Violations des droits humains: complicités du Luxembourg / Resistances

Dans quelques jours sera célébré le 70e anniversaire de la Déclaration universelle des droits de l’Homme. Certaines opérations liées à la place financière révélées récemment montrent comment le Luxembourg participe, directement ou indirectement, à la violation des droits humains dans des pays du Sud.

En juillet 2017, l’émission Monitor de l’ARD a montré l’impact d’un partenariat public-privé, l’«Africa Agriculture and Trade Investment Fund» (AATIF). Ce fonds a comme objectif officiel d’utiliser le potentiel agricole africain pour lutter contre la pauvreté, créer des emplois et augmenter les revenus des paysans et des travailleurs.

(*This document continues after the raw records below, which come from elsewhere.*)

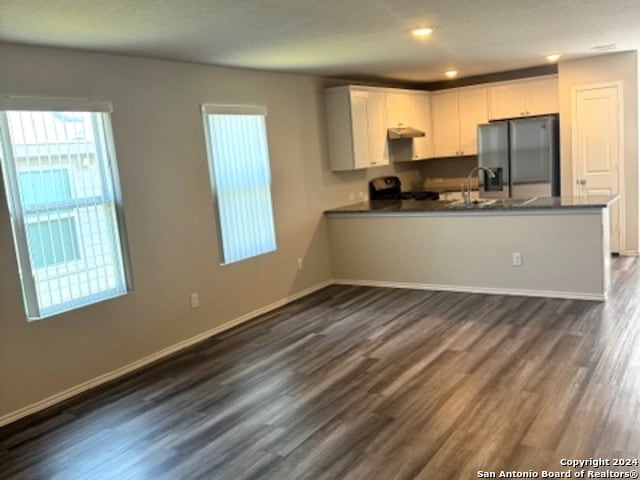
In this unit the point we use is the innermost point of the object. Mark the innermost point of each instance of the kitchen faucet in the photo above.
(466, 196)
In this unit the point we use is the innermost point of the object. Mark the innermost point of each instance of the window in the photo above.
(240, 179)
(60, 177)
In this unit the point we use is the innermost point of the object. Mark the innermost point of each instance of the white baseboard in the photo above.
(490, 291)
(119, 372)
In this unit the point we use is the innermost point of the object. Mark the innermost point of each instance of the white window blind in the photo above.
(240, 178)
(61, 181)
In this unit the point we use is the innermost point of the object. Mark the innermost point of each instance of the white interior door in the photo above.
(596, 148)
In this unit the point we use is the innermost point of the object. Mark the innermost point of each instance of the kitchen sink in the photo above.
(492, 203)
(478, 203)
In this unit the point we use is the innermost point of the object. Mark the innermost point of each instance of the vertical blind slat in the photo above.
(239, 161)
(71, 238)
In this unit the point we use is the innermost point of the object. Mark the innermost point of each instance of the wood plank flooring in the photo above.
(364, 383)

Le documentaire a toutefois montré une autre réalité: en Zambie, le projet Agrovision, crédité de 10 millions d’euros par l’AATIF, a acheté 17.000 hectares de terres. Il sert à la production, selon des méthodes industrielles, de maïs, de blé et de soja, dont le gros est exporté. Les investissements ne profitent pour ainsi dire nullement aux habitants. Des habitants déplorent les rares emplois occasionnels et mal payés ainsi que les mauvaises conditions de travail. Nombreux sont ceux qui ont été privés de leurs terres et de leurs conditions d’existence. Une femme en larmes affirme ne plus être en mesure de nourrir ses enfants ayant perdu la terre qu’elle avait cultivée auparavant.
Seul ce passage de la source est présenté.